Ibas con tu viejo también al estadio
Sí. Y a mi papá le gustaba mucho el fútbol, fanático de Colo-Colo, pero también me llevaba al básquetbol. Me recuerdo de chico haber visto mucho el partido Unión Española – Bata. (Juan) Lichnovsky, (Edgardo) Arismendi, Müller; estadio Nataniel. Mi papá también me llevaba al boxeo, él me hablaba mucho de tener una vida deportiva.
Estando en Colo-Colo siempre mi viejo me brindó su apoyo y me acompañó a todos lados.

¿El primer equipo que seguiste fue Colo-Colo 73?
Nací el 63 pero ya tengo referencias del partido que Colo-Colo le ganó la final a Unión con goles de Beyruth que no se vio en la tele (1970), porque había una sola cámara y justo una persona se para.
Me acuerdo muy bien porque estábamos en la playa, de vacaciones, en Cartagena, y mi papá me llevó a un restaurante para ver esta final.
Después el Colo-Colo 73 obviamente ya entendía más y empecé a seguir al equipo.

Eras pelotero
¡¡¡Sí!!! Los monitos… juntaba álbumes ¡El Mundial del 74 lo llené!

¡¿Lo completaste?!
Sí, lo completé. Cambiaba láminas y lo completé. Me acuerdo claramente haber coleccionado ese álbum y haberlo completado.

Tus viejos estarían orgullosos porque no solo fuiste futbolista sino que estudiaste.

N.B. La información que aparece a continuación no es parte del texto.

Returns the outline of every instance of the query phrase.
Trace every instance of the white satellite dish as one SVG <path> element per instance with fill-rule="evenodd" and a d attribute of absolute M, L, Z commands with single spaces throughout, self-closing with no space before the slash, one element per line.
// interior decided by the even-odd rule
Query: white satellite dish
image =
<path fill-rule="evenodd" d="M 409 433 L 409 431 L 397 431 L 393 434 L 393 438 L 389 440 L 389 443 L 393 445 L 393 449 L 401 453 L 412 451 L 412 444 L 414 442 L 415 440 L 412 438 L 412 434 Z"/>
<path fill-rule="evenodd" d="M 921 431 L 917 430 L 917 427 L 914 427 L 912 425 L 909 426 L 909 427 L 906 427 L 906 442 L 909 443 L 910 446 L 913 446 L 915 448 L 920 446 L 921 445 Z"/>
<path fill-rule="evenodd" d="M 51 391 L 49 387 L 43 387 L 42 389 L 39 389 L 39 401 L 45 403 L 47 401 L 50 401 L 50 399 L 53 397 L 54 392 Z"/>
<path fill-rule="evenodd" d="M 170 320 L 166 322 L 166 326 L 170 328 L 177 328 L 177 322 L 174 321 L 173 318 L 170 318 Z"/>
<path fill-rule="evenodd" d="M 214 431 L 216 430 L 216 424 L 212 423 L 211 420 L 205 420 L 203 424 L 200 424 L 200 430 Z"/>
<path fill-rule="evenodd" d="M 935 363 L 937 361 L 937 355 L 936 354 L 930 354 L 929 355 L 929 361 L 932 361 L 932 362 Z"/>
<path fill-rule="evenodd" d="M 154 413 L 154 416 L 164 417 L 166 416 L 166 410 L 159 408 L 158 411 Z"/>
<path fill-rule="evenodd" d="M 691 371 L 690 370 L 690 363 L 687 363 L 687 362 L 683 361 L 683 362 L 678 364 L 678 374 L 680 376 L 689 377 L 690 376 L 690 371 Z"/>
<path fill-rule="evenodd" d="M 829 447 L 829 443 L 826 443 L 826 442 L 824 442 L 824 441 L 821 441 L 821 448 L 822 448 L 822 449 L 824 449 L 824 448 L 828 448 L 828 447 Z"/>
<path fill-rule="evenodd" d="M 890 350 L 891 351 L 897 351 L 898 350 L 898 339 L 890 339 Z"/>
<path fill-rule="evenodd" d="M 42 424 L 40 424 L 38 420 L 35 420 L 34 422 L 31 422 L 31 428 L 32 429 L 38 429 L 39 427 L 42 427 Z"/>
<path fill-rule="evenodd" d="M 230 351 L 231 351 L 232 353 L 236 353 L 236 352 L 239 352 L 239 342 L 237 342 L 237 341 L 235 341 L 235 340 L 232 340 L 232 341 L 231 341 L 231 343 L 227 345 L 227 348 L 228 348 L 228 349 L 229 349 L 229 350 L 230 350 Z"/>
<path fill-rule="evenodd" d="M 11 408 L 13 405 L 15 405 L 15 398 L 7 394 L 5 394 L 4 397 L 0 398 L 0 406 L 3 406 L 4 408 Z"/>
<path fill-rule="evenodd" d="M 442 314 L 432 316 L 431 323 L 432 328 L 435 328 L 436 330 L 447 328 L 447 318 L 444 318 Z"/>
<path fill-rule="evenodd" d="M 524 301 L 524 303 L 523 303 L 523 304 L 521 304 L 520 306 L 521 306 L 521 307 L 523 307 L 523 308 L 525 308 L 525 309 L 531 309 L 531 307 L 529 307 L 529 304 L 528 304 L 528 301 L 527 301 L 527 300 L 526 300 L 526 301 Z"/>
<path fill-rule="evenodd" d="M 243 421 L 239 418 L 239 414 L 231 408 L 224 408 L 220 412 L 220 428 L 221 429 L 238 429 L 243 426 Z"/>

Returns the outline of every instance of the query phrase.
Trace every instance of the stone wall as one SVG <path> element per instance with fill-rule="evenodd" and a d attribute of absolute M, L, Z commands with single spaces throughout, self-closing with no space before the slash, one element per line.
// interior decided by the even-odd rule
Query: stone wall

Y hoy estás en un puesto que de alguna manera se dio porque tienes las dos cosas
Sí. Siento que si mi papá estuviera aún con vida estaría viniendo a ver cadetes y todo eso. Acompañándome y acompañando a Colo-Colo.
Fui feliz e hice lo que me gustaba. Y también lo complementé y pude estudiar, que fue lo que siempre me inculcaron. Claramente le debo mucho a mis papás.

Aquí hay un trabajo en equipo

¿Cómo ves las llegada de Fernando Carvallo a cadetes?
Es un aporte. Funciona bien cadetes pero siempre se pueden mejorar las cosas y traemos a una persona muy empapada de fútbol.
Fernando me dirigió. En el año 80 ó 81 Católica fue de los primeros equipos que hizo una gira a Europa con juveniles. Pidieron tres jugadores de refuerzo: A mí, Jaime Pizarro y Naín Rostión.
En ese equipo estaba Mario Lepe, Leo Barrientos, Tuto Abarca, Chita Cruz, Tuto Astudillo, muy buenos tipos, y me toca Fernando Carvallo. Es una persona que te llama la atención por su convicción, sus conceptos futbolísticos, la claridad que tiene para explicar las cosas.
Todo eso que él tiene, su trayectoria como jugador donde triunfó en el Cadiz y acá, sirve. Y tiene una lógica: le gustan los jugadores buenos para la pelota, ¡mira que importante! (risas)
Él llega a apoyar nuestro trabajo formativo, a integrarse al staff. Me llamó mucho la atención más que su capacidad, su humildad para enfrentar esto. ‘Vengo a sumar, vengo a ser uno más, me pongo a las órdenes de ustedes’. Quiero destacar eso, porque habla muy bien de él.
Fernando trabajará directamente con las categorías más grandes, con Hugo González. Y va a tener un nexo con el cuerpo técnico del primer equipo ya que es muy cercano a Tito, y nos va a empapar con su riqueza deportiva, de conceptos, ideas, sugerencias. Hay que estrujarlo a Fernando.

Crece el equipo…
Aquí hay un trabajo en equipo. Los montos que nos da el club, el apoyo, la infraestructura.
En cadetes trabajan más de 60 personas. Aquí cuando llega un jugador a triunfar no es producto de una persona. Acá hay un apoyo multidisciplinario. Desde el portero que te saluda en la mañana, el utilero que te tiene tu ropa, el técnico y los preparadores físicos que inciden directamente en lo deportivo y la gente que está afuera, médicos, asistentes sociales, psicólogos, que dan un apoyo, que te blindan como jugador. Y todo lo que te da este club: un estadio, inserto en plena ciudad, con el primer equipo entrenando al lado de las categorías inferiores. Eso en otras partes no se da. Hoy hay una cercanía directa.
Es importante lo que se ha logrado, no en base a una persona sino que por un trabajo en equipo. Tenemos un directorio preocupado de que esto funcione, que cadetes se desarrolle de la mejor manera y que tengamos jugadores en el primer equipo.
Y hoy estamos en una situación que tanto anhelamos: tener a un técnico nuestro en el primer equipo, en los primeros lugares, con gente de casa. Eso es muy positivo.